So today, I tried UISpec4J. It is too early for me to comment on the overall quality of this library, but the first impression is quite good. However, their documentation fails to provide the reader with a quick, fully-working example (which is the single most important piece of information that the user of a library needs).
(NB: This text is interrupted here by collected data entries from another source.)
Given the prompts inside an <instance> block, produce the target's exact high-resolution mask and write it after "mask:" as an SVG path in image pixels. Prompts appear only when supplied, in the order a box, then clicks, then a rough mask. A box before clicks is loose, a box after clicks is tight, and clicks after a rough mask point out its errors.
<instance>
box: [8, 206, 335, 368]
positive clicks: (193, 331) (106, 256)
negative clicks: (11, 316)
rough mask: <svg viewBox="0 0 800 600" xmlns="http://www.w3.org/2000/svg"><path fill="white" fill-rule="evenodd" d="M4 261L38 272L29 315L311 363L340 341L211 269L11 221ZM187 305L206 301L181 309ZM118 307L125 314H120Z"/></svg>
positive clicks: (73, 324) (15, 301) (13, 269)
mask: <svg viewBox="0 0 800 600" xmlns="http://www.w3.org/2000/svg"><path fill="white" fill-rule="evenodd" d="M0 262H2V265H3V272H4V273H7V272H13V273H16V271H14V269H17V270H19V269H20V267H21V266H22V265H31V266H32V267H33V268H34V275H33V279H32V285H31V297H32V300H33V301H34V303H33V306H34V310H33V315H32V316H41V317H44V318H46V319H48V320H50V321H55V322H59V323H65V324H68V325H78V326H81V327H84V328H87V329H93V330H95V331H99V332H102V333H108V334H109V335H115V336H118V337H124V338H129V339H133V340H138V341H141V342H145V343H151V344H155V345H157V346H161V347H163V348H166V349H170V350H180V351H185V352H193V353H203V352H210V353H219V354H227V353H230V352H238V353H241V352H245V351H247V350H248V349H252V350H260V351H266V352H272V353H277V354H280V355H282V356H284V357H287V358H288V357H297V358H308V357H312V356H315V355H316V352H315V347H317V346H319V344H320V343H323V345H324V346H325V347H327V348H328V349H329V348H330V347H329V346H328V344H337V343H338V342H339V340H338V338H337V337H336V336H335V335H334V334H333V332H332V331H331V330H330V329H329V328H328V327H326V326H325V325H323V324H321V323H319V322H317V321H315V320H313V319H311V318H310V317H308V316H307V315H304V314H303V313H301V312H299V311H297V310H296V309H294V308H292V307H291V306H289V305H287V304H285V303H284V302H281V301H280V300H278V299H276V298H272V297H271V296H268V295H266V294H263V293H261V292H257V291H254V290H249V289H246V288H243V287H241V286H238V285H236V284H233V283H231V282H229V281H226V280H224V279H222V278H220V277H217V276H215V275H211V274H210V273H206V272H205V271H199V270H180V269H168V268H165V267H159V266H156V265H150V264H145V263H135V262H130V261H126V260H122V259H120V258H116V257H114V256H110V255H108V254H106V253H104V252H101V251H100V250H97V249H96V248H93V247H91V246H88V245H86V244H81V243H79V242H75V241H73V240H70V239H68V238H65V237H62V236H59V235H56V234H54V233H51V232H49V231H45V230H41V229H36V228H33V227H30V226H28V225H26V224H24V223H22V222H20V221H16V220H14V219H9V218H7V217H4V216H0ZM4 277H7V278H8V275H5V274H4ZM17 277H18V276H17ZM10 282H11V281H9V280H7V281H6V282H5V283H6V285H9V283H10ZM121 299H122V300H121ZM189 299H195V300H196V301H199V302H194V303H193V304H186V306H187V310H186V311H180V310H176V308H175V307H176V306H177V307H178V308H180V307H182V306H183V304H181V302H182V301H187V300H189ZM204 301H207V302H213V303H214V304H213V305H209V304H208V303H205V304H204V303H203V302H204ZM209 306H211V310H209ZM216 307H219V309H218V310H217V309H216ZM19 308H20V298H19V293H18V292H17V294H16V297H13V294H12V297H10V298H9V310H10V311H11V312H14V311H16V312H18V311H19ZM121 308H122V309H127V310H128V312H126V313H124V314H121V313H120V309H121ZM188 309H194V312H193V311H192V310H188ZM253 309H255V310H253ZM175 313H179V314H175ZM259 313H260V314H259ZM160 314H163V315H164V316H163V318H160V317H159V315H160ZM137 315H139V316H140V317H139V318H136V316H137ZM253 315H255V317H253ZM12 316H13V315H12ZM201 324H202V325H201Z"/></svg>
The following fragment is my attempt to fill this gap: take it, compile it, run it.
The subject program:
import java.awt.event.*;
import javax.swing.*;
public class Win extends JFrame
{
private static final long
serialVersionUID = -9206602636016215477L;
public Win()
{
JPanel panel = new JPanel();
final JButton b = new JButton("A Button");
b.setVisible(false);
JButton t = new JButton("Toggle");
t.addActionListener(new ActionListener()
{
boolean show = false;
public void actionPerformed(ActionEvent e)
{
show = !show;
b.setVisible(show);
}
});
panel.add(t);
panel.add(b);
getContentPane().add(panel);
setDefaultCloseOperation(JFrame.EXIT_ON_CLOSE);
}
}
...and the test program:
import org.junit.Test;
import org.uispec4j.*;
import org.uispec4j.assertion.UISpecAssert;
public class Win_Test
{
static
{
UISpec4J.init();
}
@Test
public void test1() throws Exception
{
Panel panel = new Panel(new Win());
Button b = panel.getButton("A Button");
Button t = panel.getButton("Toggle");
t.click();
UISpecAssert.assertTrue(b.isVisible());
t.click();
UISpecAssert.assertFalse(b.isVisible());
t.click();
UISpecAssert.assertTrue(b.isVisible());
}
}
Comments:
- The constructor of the tested widget (class Win) should not display the widget. This will make UISpec4J angry because it runs the tested window in some private, hidden, realm.
- The test program will need both the JUnit and the UISpec4J jars to compile
- The current version supports Java 5 but not Java 6.